In February 2020 I organized a workshop at UnionDocs exploring field recording as a way of practicing knowledge.
From the UnionDocs workshop page:
In 1992, the anthropologist Steven Feld coined the term acoustemology, a combination of acoustics and epistemology to argue for “sound as a way of knowing.” In doing so it inquires into what is knowable, and how it becomes known, through sounding and listening.
In this three-day intensive workshop, lead instructor Zach Poff will use field recording to explore sound as a way of knowing that embraces phenomenology, relationality, and reflexivity. We will practice knowing through sound, listening with an ear toward the relationships between humans, non-humans, and processes that surround us. We will practice knowing with sound as we contribute our own gestures back into the network of sounding subjects through domains like radio, sound art, music, and film.
This workshop features listening sessions, hands-on recording demonstrations, introductions to novel sensors like contact microphones and hydrophones, and participatory and performative group work. Each session is anchored by a presentation from an invited guest artist: Viv Corringham, Bonnie Jones and Monteith McCollum.
Sound disrespects boundaries and connects disciplines so this workshop is open to anyone with a passion for sound: filmmakers, sound artists, podcasters, musicians, writers, or simply curious listeners.
Participants will get in-class experience with an array of professional recording equipment, but it will be beneficial to bring your own. Each day will conclude with opportunities for participant work-in-progress critiques.
Viv Corringham helped us to open our ears and create a community of intentional listeners connected to the spaces around us. She introduced us to her “shadow walks” soundwalking practice, emphasizing that “knowing where you are is knowing who you are”, and led us in one of Pauline Oliveros’ sonic meditations.
Later we discussed notions of the “field” and the many ways to “record” it (with microphones of course, but also through writing, singing, drawing, etc). I introduced sonic vocabulary, recorder fundamentals, and practical mike techniques before we went outside to make our first recordings in the field.
Bonnie Jones explored the potential of field recordings in performance.
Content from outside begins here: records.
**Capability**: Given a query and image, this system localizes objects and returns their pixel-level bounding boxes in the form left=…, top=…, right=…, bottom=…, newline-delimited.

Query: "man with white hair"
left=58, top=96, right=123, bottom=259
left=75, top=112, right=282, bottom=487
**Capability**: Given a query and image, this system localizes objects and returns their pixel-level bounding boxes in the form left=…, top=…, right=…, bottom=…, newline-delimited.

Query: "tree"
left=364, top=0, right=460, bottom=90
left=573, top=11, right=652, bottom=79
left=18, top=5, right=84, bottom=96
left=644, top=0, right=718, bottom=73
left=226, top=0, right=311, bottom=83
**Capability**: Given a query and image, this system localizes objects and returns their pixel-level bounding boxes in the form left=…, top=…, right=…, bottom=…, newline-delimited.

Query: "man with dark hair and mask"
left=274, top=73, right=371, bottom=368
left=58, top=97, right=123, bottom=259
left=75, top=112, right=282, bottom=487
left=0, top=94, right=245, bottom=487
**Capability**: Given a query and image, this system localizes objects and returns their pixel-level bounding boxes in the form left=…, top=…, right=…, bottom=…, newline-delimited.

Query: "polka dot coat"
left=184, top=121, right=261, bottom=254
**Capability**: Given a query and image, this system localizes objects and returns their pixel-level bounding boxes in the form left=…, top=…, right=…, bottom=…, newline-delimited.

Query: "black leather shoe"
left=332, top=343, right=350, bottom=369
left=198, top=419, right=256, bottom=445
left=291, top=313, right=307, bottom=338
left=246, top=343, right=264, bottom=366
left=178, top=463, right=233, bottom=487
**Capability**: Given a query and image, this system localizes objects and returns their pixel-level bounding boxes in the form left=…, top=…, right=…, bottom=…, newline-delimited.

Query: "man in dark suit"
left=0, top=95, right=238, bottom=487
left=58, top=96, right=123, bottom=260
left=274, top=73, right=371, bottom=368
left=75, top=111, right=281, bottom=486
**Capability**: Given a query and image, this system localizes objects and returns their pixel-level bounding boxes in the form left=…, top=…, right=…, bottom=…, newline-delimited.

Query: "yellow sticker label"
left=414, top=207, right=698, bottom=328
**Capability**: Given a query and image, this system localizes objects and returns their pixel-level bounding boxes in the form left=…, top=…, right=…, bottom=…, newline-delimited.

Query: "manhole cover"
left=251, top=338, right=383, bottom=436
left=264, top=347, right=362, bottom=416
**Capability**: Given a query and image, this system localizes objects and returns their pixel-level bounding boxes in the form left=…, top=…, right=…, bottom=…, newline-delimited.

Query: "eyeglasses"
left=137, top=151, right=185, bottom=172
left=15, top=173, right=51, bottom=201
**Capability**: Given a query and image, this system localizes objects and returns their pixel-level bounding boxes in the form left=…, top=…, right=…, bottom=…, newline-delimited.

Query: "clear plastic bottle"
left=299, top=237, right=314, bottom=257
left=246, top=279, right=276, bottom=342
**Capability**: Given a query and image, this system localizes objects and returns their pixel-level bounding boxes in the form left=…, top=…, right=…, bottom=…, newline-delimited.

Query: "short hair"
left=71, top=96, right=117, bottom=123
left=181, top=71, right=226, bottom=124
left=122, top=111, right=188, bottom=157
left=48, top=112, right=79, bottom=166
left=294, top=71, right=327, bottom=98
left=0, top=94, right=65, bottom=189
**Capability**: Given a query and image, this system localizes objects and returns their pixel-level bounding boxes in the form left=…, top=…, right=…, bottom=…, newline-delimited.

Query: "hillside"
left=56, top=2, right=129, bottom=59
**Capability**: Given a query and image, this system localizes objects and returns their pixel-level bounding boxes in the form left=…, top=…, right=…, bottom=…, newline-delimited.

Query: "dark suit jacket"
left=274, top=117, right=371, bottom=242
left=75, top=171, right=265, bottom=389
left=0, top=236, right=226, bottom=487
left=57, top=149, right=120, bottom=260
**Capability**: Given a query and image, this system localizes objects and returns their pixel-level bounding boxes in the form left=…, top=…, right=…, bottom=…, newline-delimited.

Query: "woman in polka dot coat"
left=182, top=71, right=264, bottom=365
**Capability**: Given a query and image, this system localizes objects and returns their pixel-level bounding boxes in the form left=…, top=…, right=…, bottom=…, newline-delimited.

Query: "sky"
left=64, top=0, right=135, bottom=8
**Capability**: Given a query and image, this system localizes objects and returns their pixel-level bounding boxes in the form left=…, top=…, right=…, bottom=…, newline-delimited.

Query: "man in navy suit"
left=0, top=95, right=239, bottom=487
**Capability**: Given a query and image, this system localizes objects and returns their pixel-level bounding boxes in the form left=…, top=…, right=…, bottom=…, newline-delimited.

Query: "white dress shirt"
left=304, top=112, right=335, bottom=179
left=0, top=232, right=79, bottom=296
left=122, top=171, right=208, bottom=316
She led group improv sessions using recordings we had gathered throughout the weekend, and encouraged us to explore alternate performance strategies that combine sound with text, video, and other media.
My afternoon session focused on how we can open our ears to the listening of others (people, animals, geology, the inanimate). We learned how unconventional sensors like contact mics, hydrophones, light-listeners, and electromagnetic pickups can expand the field recording encounter.
Monteith McCollum used practical examples from his work to introduce differing approaches to creating sound for film, installation, and performance. He emphasized cinematic sound that blurs the lines between sound effect, soundscape, and music, as well as a workflow where production and post-production are never separate.
Inspired by the morning session, we put theory into practice with a culminating set of experiments in sound/image pairing. Monteith distributed postcards which we “scored” using our field recordings and other media.